Tuesday, February 3, 2009
Training Lower Body: Unilateral vs. Bilateral
First off, if you are not training single leg movements for the lower body, you are crazy. Life and sport is on one leg. You don't run two legs at a time..... rabbits do. Actually the reason for this post is not to state that single leg training is great for athletic performance or that it activates more stabilizers but rather to show that it is safer for most.
Here is what I want you to think about. If I were to have a 200 lbs person barbell squat (bilateral) 300 lbs, that would be a 300 lbs load on their back right? So that would be 300 lbs of spinal load. If I took the same person and performed a single leg squat variation (split squat, RFE split squat, SL squat) with 100 lbs, we would essentially have the same load on the lower body with FAR less load on the spine.
200 lbs person + 100 lbs load = 300 lbs (100 lbs would actually be a much, much larger load in a SL squat because the 300 lbs total would be on ONE leg. I am using the #'s to simplify)
Bodyweight really doesn't matter that much when squatting or deadlifting bilaterally but it definitely plays a HUGE part in unilateral exercises. I can't say that it is 100% of their bodyweight they are lifting but I would say it is a high percentage.
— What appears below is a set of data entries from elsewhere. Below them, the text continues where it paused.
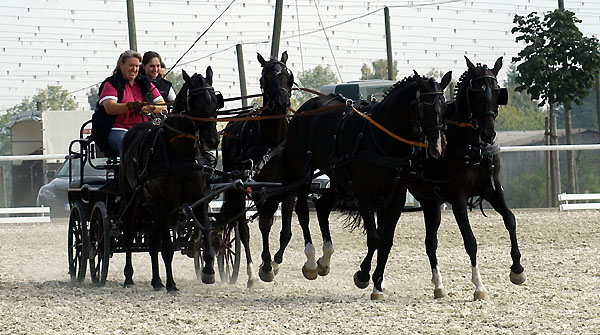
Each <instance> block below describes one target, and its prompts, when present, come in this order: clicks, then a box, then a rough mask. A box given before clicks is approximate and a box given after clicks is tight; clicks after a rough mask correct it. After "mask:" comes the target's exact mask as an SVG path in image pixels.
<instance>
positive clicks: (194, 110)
mask: <svg viewBox="0 0 600 335" xmlns="http://www.w3.org/2000/svg"><path fill="white" fill-rule="evenodd" d="M212 78H213V72H212V68H211V67H210V66H209V67H207V68H206V77H203V76H202V75H201V74H197V73H194V75H193V76H191V77H190V76H189V75H188V74H187V73H186V72H185V70H184V71H183V80H184V81H185V83H184V84H183V86H182V87H181V91H180V94H178V95H177V98H178V99H176V101H175V108H174V112H179V113H183V114H187V115H189V116H191V117H194V118H202V119H214V120H215V121H206V120H202V121H194V127H195V131H196V133H197V134H198V139H199V141H200V144H201V148H202V150H214V149H216V148H217V146H218V145H219V133H218V132H217V122H216V119H217V109H219V108H221V107H223V96H222V95H221V93H218V92H215V89H214V88H213V87H212ZM180 97H181V98H182V99H180ZM177 100H179V101H177Z"/></svg>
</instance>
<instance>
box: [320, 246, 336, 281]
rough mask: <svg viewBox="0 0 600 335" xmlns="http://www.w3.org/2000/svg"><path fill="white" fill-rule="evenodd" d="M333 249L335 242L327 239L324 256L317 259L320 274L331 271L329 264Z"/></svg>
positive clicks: (321, 275) (323, 255)
mask: <svg viewBox="0 0 600 335" xmlns="http://www.w3.org/2000/svg"><path fill="white" fill-rule="evenodd" d="M333 251H334V250H333V244H332V243H331V241H327V242H325V243H324V244H323V256H322V257H321V258H319V260H318V261H317V265H318V267H319V275H321V276H326V275H327V274H328V273H329V265H330V263H331V255H333Z"/></svg>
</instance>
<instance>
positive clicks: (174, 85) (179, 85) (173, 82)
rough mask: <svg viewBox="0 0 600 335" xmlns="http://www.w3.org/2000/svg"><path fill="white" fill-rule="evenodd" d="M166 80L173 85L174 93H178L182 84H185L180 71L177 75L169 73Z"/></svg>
mask: <svg viewBox="0 0 600 335" xmlns="http://www.w3.org/2000/svg"><path fill="white" fill-rule="evenodd" d="M166 79H167V80H168V81H170V82H171V84H173V90H174V91H175V93H179V91H180V90H181V86H183V83H185V80H183V75H182V74H181V71H179V72H177V73H175V72H169V74H168V75H167V78H166Z"/></svg>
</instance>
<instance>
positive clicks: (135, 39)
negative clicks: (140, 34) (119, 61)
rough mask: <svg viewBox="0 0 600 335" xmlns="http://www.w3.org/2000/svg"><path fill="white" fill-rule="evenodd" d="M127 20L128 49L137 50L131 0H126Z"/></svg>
mask: <svg viewBox="0 0 600 335" xmlns="http://www.w3.org/2000/svg"><path fill="white" fill-rule="evenodd" d="M127 22H128V27H129V49H131V50H133V51H137V37H136V35H135V15H134V11H133V0H127Z"/></svg>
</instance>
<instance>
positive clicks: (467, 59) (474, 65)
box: [465, 56, 475, 72]
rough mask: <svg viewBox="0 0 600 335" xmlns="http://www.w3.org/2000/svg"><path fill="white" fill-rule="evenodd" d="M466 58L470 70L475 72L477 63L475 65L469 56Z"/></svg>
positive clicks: (469, 69)
mask: <svg viewBox="0 0 600 335" xmlns="http://www.w3.org/2000/svg"><path fill="white" fill-rule="evenodd" d="M465 60H466V61H467V67H468V68H469V71H471V72H474V71H475V65H473V63H471V61H470V60H469V58H467V56H465Z"/></svg>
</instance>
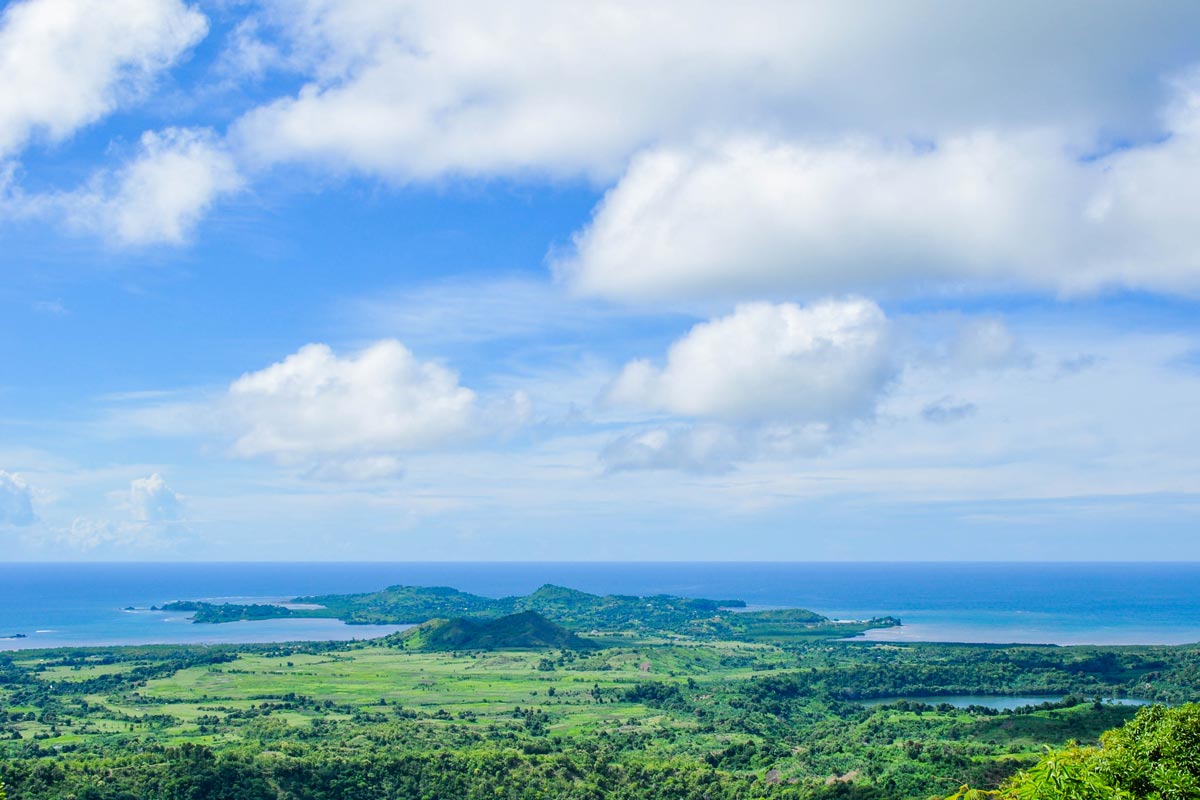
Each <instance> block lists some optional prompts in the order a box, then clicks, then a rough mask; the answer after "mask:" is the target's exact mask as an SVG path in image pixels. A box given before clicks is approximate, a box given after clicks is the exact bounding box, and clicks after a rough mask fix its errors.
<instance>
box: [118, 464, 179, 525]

The thing is, many people have present or past low back issues. Single leg training is a great way to avoid exacberating or reintroducing back pain. I am not saying don't train the lower body bilaterally. I am just suggesting that most athletes and regular people don't need to train bilateral movements heavy if they can get it through single leg training.
I find myself using bilateral lower body training less and less with my clients and athletes. Everybody is getting so strong in the single leg exercises that I really don't miss the bilateral stuff.